Böyle bir şaşkınlık ortamında karşılaştığım Aklıkarışıklar İçin Kılavuz’u çevireli tam 30 yıl olmuş. Dine duyarlı bir iktisatçıya rastlamış olmak benim için hoş bir sürprizdi. “İktisadi mesele diye bir şey yoktur, diyordu yazar, hiçbir zaman da olmamıştır. Manevi bir mesele var yalnızca!” Modernlik, açgözlülüğü sistemleştirmekti. Kapitalistler mal değil, açgöz müşteriler üretiyor, alışveriş merkezleri böylece modern tapınaklara dönüşüyordu. Ve Schumacher kitabını şu manifestoyla noktalıyordu: “Mabetsiz yaşamak mümkün olabilir belki; ama dinsiz, yani bütün zevk ve acısı, heyecan ve memnunluğu, incelik ve kabalığı ile olağan hayat düzeyinin fevkindeki Yüksek Kademelerle temas kurmanın ve onlara doğru gelişmenin sistemli çalışması içinde olmaksızın yaşamak mümkün değildir.

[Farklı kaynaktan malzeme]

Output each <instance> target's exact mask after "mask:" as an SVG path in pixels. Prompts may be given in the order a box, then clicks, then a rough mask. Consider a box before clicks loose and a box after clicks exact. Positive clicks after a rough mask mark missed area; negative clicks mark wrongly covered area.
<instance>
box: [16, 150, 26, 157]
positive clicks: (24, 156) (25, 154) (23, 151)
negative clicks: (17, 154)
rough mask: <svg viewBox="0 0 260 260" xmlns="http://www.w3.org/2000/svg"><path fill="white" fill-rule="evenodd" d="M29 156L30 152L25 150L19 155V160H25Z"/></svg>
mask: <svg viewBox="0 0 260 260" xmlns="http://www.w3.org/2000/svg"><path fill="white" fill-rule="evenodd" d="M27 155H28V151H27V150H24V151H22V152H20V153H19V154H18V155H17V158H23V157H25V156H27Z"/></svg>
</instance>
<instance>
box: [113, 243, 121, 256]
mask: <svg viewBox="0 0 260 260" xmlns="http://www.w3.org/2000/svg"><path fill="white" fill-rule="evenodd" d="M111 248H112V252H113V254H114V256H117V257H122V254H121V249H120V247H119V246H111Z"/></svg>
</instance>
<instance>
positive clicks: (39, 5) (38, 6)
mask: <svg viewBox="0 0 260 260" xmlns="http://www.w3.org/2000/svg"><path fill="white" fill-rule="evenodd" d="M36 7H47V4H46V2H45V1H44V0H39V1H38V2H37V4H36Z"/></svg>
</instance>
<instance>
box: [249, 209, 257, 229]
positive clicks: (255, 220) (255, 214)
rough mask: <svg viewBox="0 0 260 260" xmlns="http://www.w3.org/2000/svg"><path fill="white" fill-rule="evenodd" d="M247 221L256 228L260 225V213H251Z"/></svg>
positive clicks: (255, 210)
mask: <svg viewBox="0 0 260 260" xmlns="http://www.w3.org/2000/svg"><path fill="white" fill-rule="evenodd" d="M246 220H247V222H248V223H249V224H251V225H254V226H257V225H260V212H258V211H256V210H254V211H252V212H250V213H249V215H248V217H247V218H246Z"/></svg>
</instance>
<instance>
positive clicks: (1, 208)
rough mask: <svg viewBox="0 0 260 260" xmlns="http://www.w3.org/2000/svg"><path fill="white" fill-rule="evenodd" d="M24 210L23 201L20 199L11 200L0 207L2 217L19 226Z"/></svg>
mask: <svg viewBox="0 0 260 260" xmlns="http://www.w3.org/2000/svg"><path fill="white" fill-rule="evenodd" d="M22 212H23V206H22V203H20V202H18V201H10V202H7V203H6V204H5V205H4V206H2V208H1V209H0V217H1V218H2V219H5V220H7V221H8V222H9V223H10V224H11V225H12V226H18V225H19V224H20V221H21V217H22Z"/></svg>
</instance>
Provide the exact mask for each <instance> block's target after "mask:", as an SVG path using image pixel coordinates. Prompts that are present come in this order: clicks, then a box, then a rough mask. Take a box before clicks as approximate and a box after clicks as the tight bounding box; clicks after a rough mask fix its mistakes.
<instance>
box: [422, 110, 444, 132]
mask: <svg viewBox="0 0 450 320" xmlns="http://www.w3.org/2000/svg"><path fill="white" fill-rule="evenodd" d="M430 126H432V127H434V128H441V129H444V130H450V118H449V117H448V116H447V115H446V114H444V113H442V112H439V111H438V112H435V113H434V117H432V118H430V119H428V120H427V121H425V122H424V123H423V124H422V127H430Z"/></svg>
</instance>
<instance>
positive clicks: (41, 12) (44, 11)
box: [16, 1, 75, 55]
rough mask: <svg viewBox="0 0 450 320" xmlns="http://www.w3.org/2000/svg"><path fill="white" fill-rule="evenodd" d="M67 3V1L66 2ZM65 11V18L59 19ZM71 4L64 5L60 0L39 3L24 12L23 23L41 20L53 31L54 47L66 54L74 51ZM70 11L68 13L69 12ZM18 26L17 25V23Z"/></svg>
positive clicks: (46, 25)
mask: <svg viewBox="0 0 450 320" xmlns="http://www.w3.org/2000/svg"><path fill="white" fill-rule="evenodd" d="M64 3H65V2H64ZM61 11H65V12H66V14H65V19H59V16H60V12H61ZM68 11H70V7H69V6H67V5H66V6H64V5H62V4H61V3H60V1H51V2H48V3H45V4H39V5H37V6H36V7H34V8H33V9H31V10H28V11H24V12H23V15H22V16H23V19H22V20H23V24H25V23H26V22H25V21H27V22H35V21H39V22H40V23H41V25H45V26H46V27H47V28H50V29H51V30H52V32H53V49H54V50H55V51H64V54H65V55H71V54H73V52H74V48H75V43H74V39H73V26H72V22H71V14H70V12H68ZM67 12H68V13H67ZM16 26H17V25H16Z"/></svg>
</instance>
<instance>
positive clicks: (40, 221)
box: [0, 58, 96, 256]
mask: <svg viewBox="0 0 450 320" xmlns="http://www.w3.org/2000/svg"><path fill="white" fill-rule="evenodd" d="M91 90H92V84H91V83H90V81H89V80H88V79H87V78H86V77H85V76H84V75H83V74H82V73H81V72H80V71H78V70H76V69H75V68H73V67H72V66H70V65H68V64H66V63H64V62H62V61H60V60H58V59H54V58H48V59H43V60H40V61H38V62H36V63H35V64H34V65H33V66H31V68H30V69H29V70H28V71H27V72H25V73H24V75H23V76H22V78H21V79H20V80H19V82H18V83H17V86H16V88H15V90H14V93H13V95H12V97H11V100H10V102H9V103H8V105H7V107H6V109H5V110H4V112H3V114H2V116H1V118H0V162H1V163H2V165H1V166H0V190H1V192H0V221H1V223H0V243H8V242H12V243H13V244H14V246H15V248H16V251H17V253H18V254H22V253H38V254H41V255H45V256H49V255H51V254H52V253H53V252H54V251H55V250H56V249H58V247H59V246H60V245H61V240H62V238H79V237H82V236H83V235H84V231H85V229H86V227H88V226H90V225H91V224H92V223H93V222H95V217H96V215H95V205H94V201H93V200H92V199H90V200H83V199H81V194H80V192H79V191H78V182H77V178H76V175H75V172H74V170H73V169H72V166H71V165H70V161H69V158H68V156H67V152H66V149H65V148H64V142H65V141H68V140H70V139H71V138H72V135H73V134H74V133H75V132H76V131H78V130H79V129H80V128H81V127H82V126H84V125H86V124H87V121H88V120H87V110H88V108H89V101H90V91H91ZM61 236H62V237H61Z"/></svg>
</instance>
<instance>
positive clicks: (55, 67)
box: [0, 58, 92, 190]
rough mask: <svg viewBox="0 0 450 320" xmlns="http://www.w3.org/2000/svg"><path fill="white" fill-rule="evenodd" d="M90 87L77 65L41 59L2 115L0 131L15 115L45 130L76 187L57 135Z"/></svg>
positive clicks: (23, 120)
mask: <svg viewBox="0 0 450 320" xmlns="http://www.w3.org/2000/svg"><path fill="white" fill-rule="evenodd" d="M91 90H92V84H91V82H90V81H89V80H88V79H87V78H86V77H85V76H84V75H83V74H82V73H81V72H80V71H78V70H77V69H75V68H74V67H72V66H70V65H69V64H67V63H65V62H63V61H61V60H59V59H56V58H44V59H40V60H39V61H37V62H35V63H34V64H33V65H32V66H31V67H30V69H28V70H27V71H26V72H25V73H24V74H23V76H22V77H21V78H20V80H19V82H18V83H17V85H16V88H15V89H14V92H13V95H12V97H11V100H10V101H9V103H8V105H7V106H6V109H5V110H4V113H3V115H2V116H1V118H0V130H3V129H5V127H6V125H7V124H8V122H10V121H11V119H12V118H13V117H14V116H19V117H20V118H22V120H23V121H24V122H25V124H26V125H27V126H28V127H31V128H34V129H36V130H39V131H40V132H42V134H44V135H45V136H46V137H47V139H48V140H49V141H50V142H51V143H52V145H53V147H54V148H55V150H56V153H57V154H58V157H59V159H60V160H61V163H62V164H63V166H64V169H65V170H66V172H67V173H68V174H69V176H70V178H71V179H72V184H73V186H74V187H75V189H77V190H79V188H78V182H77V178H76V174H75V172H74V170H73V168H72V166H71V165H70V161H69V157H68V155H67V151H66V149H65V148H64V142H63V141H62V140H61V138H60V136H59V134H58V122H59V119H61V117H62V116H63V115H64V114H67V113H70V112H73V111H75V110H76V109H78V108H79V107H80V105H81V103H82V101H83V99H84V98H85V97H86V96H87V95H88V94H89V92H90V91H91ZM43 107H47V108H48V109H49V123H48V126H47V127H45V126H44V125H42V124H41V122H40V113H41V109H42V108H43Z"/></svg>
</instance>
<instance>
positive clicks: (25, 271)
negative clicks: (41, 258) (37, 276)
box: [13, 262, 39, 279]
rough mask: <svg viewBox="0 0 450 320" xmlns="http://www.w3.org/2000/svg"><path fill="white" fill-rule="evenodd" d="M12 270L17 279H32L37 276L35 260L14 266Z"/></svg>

Modern dünyanın dinsiz yaşama deneyimi başarısızlıkla sonuçlandı ve bir kez bunu anladık mı Modernlik-sonrası görevlerimizin neler olduğunu anlarız.”
Benjamin’in yazılarını okuyunca “tapınaklara dönüşen AVM’lerin” serencamına daha iyi akıl erdiriyordum. Ondokuzuncu yüzyılın dünya başkentinin Paris olduğunu söyleyen düşünür, 1820’lerde yapılan pasajlardaki yeni eşya mağazalarının (magasins de nouveaute) daha sonraki büyük alışveriş merkezlerinin öncüsü olduğunu ve “sanatı iş adamlarının hizmetine verdiklerini” yazıyordu. “Işığı yukarıdan alan bu geçitlerin iki yanında en şık dükkanlar uzanır; bu nedenle böyle bir pasaj, küçük bir kent, dahası küçük bir dünyadır.” Bu mağazaların küresel boyutu dünya fuarlarıydı, adına mal denen putların hac yerleri: “Dünya fuarları malın değişim değerini çarpıtır. Kullanım değerinin arka plana itildiği bir çerçeve yaratır. İnsanın zaman geçirmek için içerisine daldığı bir fantazmagori oluşturur. Eğlence endüstrisi de insanı malın eriştiği düzeye yükselterek, bu fantazmagoriye girmesini kolaylaştırır. İnsanoğlu da kendine ve başkalarına yabancılaşmasının tadını çıkararak, kendini böyle bir dünyanın yönlendirmesine bırakmış olur.” Bu dünyanın yönlendiricisi modadır: “Mal denilen fetişe hangi dinsel tören kurallarıyla tapılacağını moda saptar.”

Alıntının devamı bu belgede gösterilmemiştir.